Another anecdote illustrates the Master's unwillingness to order others around. One day when the Master passed by CTTB's large dining hall, he saw that the area outside the kitchen had not been cleaned for some time and that green moss had grown on the steps. Instead of ordering someone else to clean it up, he said, "This afternoon I'm going to sweep in front of the dining hall where the moss has grown thick. I need a broom to sweep with." Of course we disciples felt ashamed and quickly cleaned up the entire area in a couple of hours.

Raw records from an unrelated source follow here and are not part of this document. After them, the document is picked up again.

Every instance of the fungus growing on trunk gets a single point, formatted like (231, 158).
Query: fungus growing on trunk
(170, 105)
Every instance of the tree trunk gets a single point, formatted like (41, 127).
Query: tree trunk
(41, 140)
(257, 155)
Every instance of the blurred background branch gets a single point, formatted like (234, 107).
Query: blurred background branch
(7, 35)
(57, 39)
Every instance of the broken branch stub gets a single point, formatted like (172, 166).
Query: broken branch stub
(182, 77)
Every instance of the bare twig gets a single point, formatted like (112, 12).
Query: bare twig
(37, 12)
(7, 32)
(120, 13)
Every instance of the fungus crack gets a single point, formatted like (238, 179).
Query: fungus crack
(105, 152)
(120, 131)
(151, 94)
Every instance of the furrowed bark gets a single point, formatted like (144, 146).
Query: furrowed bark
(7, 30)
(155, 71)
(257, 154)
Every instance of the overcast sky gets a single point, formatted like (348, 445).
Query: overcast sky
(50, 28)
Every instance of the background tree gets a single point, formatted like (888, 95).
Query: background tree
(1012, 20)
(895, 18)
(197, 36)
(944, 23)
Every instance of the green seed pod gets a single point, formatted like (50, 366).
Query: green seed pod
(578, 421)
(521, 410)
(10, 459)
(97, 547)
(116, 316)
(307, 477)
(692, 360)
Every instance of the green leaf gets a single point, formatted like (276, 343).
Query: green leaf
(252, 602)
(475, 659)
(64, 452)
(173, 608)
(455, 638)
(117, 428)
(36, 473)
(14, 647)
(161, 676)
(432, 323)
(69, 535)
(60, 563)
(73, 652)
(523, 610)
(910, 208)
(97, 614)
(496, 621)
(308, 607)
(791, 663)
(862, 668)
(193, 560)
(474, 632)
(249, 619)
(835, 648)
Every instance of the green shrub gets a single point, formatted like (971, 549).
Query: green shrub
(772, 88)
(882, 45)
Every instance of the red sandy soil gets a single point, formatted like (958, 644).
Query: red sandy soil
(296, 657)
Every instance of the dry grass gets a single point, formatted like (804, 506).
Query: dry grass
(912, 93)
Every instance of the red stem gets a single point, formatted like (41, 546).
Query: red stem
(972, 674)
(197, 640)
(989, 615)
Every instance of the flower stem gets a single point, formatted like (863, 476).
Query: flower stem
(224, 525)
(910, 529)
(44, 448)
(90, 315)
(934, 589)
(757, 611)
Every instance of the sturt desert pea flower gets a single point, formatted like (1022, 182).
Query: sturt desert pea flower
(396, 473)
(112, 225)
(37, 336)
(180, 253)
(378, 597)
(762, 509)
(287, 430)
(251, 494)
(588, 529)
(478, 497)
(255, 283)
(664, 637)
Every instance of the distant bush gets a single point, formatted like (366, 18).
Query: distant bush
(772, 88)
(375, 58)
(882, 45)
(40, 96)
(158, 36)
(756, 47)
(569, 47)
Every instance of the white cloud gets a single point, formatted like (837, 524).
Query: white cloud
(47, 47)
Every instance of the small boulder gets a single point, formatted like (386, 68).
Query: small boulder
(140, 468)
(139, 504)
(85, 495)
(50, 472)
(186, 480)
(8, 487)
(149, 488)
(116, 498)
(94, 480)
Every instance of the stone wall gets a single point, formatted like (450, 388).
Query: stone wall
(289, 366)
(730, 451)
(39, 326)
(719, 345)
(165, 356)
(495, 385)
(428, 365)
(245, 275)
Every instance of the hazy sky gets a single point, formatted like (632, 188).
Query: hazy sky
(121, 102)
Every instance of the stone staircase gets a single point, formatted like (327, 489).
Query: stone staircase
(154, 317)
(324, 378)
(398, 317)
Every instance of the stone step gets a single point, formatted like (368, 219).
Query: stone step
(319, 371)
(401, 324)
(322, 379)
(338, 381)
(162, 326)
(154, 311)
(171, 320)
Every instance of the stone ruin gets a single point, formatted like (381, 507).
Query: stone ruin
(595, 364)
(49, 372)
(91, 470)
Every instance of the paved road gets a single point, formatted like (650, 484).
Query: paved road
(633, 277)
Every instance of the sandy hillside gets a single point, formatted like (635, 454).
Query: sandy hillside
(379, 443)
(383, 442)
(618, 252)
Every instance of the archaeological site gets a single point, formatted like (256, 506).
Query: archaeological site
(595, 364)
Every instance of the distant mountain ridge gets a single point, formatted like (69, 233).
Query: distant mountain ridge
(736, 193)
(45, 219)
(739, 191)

In 1992 when DRBA sent a delegation to Taiwan, the disciples there treated the Master with great respect. There were always many people waiting on the Master. When he wanted to take the elevator, someone would call the elevator for him. When he got out upstairs, people would be waiting at the elevator door to receive him. That was how reverent they were. One day when the Master came out of the elevator, he told everyone, "If you can treat other elders the way you treat me, I'll be very happy." The Master took that opportunity to teach us we ought to respect and take care of all elders equally.
Later, in order to seek accreditation, Dharma Realm Buddhist University (located at CTTB) renovated the hospital building (Tower of Blessings). The disciples in charge of the project broke the tradition of frugality and spent a great deal of money to renovate the building, making it the best facility in CTTB. After severely criticizing such extravagance, the Master asked his disciples how we should use the area. Someone suggested that it could be the Master's office, but the Master answered, "No, we should let the eldest residents have the best quarters." Thus, the Master taught by example that we ought to take very good care of elders. One way of repaying the Master is to truly treat others' elders the way we treat our own.
The Master always said that whoever took refuge with him had to become a Buddha before the Master would do so. Receiving the Bodhisattva Precepts is the basis for becoming a Buddha. This August (2000) the Bodhisattva Precepts will be transmitted at the City of Ten Thousand Buddhas. This is a rare and valuable opportunity, and it is one way to repay the Master. Thus, I would like to leave you with this encouragement. If I have spoken incorrectly, please do not hesitate to correct me. Amitabha.